Here’s what Steve Rubel tweeted:
Been thinking a lot about this week’s events and feel Twitter will never be the same.
I suspect there’s truth in Steve’s statement…but the questions are how and does it matter?
It’s early yet, but never too early to consider how things will change. Here are three things I can see changing with Twitter.
- Twitter gets younger
- Twitter is the new email
- Broadcasting on Twitter gets more respectable
Twitter Gets Younger
Teens love texting one another, using that familiar 140 character format. So naturally, they dominate Twitter, right? Nope. Until recently, Twitter was dominated by the over 35 crowd.
Twitter is a playground for the professional set, and for social media aficionados in particular. Teens and those in their early 20s are more likely to be found on Facebook and MySpace.

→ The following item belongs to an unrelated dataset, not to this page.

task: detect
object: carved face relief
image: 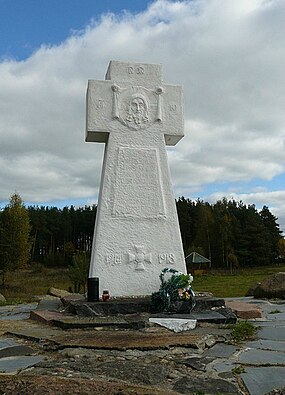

Psychology Today wrote about a study of celebrity influence on teens. The article noted:
A whopping 60 percent admitted that an idol had influenced their attitudes and personal values, including their work ethic and views on morality. And nearly half said that their idol inspired them to pursue activities including acting, sports, becoming a vegetarian or using marijuana.
You want to keep up with and maybe even talk with your favorite celebrity? Better get on Twitter. And hey, since you’re on the site, why not share your thoughts about school, the environment, sports, the best beer, good books, etc.? You know, like the celebrities?
As the Hitwise stats show, teens and college students are the last frontier for Twitter age demographics. Look for that segment to grow. Once that happens, a whole new wave of culturally hip companies will hit Twitter.
Twitter: The New Email
The media saturation bombing of Twitter stories is incredible. Oprah‘s joining Twitter has been heralded as a milestone in Twitter’s ongoing march to the mainstream. I was shocked to be followed by a cousin of mine on Twitter. She’s not even on Facebook.
Currently, the question you ask others is, “Are you on Twitter?” This is a bit like asking someone back in the early 1990s, “Are you on email?” Not everyone was.
Twitter becomes the standard way we update everyone, and communicate with the @replies and DMs. Your twitter handle becomes a standard element of your business card:
Broadcasting Gets More Respectable
Ashton Kutcher and CNN both have over 1 million followers. How much listening can they realistically do?
Twitter’s entry box says, “What are you doing?” Not, “What do you want to reply?” The roots of the company are more broadcast-oriented. Not to say conversation isn’t incredibly important to its growth. But many people feel that two-way conversations are all it’s about. The ability to broadcast, without guilt, is the fundamental engine of Twitter’s growth. Otherwise it’s a forum without the threading.
Of course, with broadcasting comes a related media orientation – number of followers. This is something purists decry. But it’s happening. Check out these following/follower stats for some selected users:
Many celebrities will follow only their close connections, but will be followed by hundreds of thousands. Of course, it should be noted that this dynamic isn’t limited to non-tech celebs. Check out Jason Calacanis and Loic Le Meur pursuing a similar approach.
And had to throw Robert Scoble in there. He’s doing things differently.
But Does It Really Change?
Ultimately, Twitter only changes for you if you let it. If you only follow those that interest them, your experience isn’t going to be any different with Oprah now on the service. And as Steven Hodson notes, people have too much built up with their existing networks to leave.